Bokeh is the reason most people pay up. Out-of-focus highlights stay round across most of the frame and only slide toward cat-eye shapes at the extreme edges wide open. Backgrounds dissolve quietly instead of swirling, which is what portrait shooters want behind a face. Contrast runs lower than a modern lens by design, so colours come back slightly muted and skin tones sit soft and warm. Flare is the price of that. Shoot into a streetlight or a low sun without the hood and you will catch veiling haze and the odd aperture-shaped ghost. Keep the 55mm hood on it.
The honest weakness is timing. This lens is softest and lowest in contrast at exactly the moment you usually want it sharp, which is f/1.2 in the dark. If you shoot available-light reportage and you need a clean negative at full aperture, the f/1.4 Rokkor is the smarter buy. It is sharper wide open, far cheaper, and you give up only half a stop. People pay the f/1.2 premium for the rendering, not the resolution.

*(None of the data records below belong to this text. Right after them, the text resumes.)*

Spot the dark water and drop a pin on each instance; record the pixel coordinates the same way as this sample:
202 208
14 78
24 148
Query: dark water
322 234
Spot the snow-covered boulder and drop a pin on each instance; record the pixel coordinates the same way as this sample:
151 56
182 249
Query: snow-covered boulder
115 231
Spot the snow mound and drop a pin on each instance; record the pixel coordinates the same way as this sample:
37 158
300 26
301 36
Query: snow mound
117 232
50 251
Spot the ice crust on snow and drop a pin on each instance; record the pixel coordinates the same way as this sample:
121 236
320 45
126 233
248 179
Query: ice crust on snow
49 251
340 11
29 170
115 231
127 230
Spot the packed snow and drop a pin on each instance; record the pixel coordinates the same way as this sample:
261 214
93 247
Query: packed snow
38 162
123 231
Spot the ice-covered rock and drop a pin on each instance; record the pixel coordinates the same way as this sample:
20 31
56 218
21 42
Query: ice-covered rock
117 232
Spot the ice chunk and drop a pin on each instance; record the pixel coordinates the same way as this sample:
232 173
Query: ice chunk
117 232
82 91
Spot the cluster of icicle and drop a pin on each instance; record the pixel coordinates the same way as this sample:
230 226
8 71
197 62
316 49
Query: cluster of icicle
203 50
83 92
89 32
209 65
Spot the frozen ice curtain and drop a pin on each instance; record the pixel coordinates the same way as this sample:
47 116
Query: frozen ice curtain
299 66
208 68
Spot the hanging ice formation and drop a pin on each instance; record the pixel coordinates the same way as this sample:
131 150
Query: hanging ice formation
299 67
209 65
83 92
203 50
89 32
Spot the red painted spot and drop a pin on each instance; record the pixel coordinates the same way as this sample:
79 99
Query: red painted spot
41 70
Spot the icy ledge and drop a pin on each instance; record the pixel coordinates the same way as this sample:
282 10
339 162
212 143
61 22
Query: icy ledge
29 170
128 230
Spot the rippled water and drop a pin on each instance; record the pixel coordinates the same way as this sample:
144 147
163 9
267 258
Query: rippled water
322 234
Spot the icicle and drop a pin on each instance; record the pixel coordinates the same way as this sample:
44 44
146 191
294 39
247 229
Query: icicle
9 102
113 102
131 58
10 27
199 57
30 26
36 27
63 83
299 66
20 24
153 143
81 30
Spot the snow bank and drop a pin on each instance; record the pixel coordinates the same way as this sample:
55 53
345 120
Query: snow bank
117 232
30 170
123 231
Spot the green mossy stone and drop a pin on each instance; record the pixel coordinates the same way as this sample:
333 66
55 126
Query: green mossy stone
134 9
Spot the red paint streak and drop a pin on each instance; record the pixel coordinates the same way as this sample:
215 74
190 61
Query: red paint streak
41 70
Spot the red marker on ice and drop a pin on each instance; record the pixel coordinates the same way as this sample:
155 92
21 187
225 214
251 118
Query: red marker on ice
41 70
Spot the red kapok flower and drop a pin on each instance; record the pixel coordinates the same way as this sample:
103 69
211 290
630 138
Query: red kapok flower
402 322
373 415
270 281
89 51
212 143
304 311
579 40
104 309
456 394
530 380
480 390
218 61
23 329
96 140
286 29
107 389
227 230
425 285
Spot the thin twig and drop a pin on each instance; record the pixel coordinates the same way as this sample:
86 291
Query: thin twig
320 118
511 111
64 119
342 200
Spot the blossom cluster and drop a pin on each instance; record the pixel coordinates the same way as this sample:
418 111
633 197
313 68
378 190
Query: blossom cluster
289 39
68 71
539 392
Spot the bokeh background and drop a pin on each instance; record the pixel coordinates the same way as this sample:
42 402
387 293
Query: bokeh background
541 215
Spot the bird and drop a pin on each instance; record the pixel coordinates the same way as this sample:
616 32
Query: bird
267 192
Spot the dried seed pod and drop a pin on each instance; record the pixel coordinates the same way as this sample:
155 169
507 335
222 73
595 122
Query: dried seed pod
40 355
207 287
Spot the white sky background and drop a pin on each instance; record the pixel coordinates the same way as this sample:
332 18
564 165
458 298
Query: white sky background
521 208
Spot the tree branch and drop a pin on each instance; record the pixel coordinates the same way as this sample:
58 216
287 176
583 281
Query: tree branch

On price it sits in the upper tier of Minolta manual glass, well above the plentiful f/1.7 and f/1.4 fifties, and it gets cross-shopped against the Canon FD 50mm f/1.2 and the Nikkor 50mm f/1.2 AI-S. Minolta SR has no native digital body, so most copies now live on mirrorless cameras through a cheap adapter, where the f/1.2 aperture and the soft-to-sharp falloff both translate cleanly. On film they still ride the X-700 and SRT bodies that built the system's name.
One metering note. The reason you bought this lens is f/1.2, and that is exactly where in-camera averaging tends to overexpose, since a wide-open frame is usually dark or backlit. Spot-meter the part of the subject you actually care about and place it on the zone you want in Zone Light Meter, then open to f/1.2 to hit that reading. You keep the glow and the highlights without blowing out the face.
How the app handles this lens
- Metering: Max aperture f/1.2. Meter wide open in dim light, then the app holds the reading while you stop down to your taking aperture.
- Shutter: The shutter is in the body (focal plane), so flash sync tops out at the camera's X-sync speed. The app's exposure pairs respect whatever speed you set.
- Filters: Takes 55mm filters. Dial an ND or polariser factor into the app and the metered exposure shifts to match.